Cartilage Transplants Help Repair Shoulder Joints

Doctors are finally beginning to use cartilage transplants to fix damaged shoulder joints instead of relying on arthroscopic surgery or impermanent implants to do the job. But only a few hospitals nationwide have taken up the practice. "For a long time, surgeons have been looking for an alternative to joint replacement that is more effective than simply cleaning out the joint arthroscopically," said Brian Cole, an orthopedic surgeon at Rush University Medical Center, in Illinois, who specializes in cartilage restoration of the joints. "In cartilage restoration, we regrow fresh tissue or use donated tissue. It's an exciting and promising new treatment for damaged joints, now including the shoulder."

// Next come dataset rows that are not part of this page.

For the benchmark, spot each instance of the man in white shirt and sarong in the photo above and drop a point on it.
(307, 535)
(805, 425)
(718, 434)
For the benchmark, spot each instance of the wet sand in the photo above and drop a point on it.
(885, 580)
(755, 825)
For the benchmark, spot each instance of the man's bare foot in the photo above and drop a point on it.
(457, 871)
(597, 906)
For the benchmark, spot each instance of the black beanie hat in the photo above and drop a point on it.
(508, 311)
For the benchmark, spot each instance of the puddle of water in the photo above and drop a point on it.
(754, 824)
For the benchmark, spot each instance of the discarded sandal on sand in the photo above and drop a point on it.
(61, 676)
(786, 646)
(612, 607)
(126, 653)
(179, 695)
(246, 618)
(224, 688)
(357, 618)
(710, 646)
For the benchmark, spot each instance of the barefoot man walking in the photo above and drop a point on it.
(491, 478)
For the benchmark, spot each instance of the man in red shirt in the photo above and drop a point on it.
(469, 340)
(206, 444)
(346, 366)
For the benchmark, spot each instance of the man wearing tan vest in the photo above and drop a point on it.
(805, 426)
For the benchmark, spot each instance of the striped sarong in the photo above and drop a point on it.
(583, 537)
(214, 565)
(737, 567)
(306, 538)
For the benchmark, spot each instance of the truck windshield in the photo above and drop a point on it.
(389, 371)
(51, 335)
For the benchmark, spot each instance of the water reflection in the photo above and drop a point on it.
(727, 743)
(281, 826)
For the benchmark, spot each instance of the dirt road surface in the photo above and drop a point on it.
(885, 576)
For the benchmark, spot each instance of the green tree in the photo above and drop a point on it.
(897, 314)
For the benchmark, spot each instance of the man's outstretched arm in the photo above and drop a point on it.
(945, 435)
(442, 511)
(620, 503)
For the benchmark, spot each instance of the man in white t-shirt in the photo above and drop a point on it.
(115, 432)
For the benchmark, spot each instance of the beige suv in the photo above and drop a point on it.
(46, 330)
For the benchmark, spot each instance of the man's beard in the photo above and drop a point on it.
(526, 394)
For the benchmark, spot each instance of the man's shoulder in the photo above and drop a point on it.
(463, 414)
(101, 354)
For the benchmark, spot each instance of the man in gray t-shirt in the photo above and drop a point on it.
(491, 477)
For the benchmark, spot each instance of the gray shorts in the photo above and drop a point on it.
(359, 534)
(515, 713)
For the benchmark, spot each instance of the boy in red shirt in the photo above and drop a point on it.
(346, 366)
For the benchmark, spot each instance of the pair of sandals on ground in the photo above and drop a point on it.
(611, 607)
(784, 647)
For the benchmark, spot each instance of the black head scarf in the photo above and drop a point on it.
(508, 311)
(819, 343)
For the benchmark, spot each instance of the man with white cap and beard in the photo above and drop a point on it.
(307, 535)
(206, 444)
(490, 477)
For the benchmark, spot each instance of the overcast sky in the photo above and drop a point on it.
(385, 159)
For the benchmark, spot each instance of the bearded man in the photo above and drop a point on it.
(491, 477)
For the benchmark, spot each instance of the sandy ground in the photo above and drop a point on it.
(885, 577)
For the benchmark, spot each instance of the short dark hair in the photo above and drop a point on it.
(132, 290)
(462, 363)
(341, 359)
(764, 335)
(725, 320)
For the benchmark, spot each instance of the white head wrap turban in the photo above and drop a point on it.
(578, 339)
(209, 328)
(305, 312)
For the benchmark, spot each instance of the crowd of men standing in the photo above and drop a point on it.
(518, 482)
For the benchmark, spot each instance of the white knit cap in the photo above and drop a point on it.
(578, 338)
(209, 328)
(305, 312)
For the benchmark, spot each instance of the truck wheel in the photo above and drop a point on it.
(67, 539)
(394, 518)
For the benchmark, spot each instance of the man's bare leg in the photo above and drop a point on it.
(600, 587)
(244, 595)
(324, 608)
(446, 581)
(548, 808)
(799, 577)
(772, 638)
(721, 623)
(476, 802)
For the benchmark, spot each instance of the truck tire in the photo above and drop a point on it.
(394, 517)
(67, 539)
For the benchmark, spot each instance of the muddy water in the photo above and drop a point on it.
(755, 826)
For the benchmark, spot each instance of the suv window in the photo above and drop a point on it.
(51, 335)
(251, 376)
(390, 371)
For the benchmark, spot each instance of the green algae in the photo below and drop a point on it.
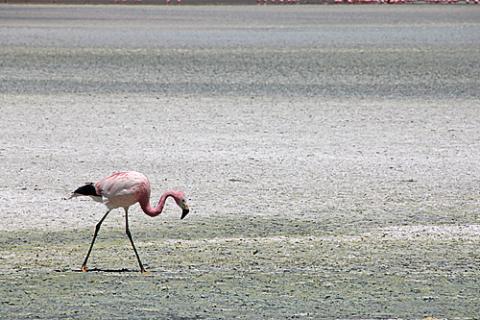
(267, 272)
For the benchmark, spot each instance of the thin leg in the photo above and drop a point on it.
(97, 228)
(142, 269)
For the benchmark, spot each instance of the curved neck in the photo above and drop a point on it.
(155, 211)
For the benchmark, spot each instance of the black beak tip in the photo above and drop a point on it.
(184, 213)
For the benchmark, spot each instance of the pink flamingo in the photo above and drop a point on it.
(123, 189)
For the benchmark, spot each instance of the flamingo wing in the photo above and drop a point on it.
(122, 189)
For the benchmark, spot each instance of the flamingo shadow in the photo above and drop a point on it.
(123, 270)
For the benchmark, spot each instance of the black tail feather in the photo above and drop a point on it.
(87, 190)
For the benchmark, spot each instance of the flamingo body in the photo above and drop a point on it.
(122, 190)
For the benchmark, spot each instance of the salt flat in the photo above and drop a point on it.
(330, 154)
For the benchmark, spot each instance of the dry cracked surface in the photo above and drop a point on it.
(330, 156)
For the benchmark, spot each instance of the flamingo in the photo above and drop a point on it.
(121, 190)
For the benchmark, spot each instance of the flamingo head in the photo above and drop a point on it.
(179, 197)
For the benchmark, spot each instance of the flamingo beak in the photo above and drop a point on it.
(185, 211)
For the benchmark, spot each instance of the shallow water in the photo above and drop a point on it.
(329, 154)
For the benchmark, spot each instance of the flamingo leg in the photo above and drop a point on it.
(97, 228)
(142, 269)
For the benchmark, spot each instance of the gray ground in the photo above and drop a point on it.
(330, 155)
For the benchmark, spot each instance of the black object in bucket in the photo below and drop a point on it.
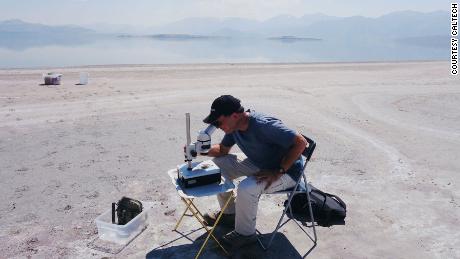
(126, 210)
(328, 209)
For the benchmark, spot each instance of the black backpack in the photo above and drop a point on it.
(126, 210)
(328, 209)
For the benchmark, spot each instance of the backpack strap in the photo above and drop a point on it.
(340, 201)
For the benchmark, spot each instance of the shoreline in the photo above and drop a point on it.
(387, 144)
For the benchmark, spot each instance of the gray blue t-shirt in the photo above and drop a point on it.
(265, 142)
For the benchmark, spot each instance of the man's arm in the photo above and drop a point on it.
(269, 176)
(300, 143)
(218, 150)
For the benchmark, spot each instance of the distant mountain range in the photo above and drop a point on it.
(21, 27)
(397, 25)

Physicians usually treat shoulder cartilage problems, as with any joint, in a multistage process, starting with physical therapy, proceeding to anti-inflammatory drugs and steroid injections. If these don't work, arthroscopic surgery is in order, in which a small incision is made in the shoulder and a small camera and instrumentation are inserted to clean out the damaged cartilage and scar tissue.

This surgery often produces only short-term benefits, because it doesn't address the root damage to the cartilage. But with cartilage transplants, orthopedists now have two additional options. They can take some cartilage tissue from a patient's own body and grow a larger mass of it in a specialized tissue repair laboratory to create tens of millions of new cells. The patient's shoulder is then operated on to remove the defective cartilage, and the resulting gap is covered with a patch - a piece of periosteum, the thin connective tissue that sheaths bone.

The cultured cartilage mass is then introduced under the patch, where it continues to grow and becomes integrated with the nearby tissue. In the doctors' second option, a cylinder of cartilage is removed from a suitable cadaver and inserted into the gap in the shoulder cartilage, where it too grows and merges with adjacent tissue. The two procedures are generally targeted at young and active patients.

Inserting metal and plastic implants isn't a good idea in such patients, because they eventually wear out, and the patient must then undergo a much more complicated operation to re-correct his condition. "For younger patients in severe pain, with limited movement because of cartilage injury or wear, transplants are a new and emerging option that can help them return to an active lifestyle," Cole said.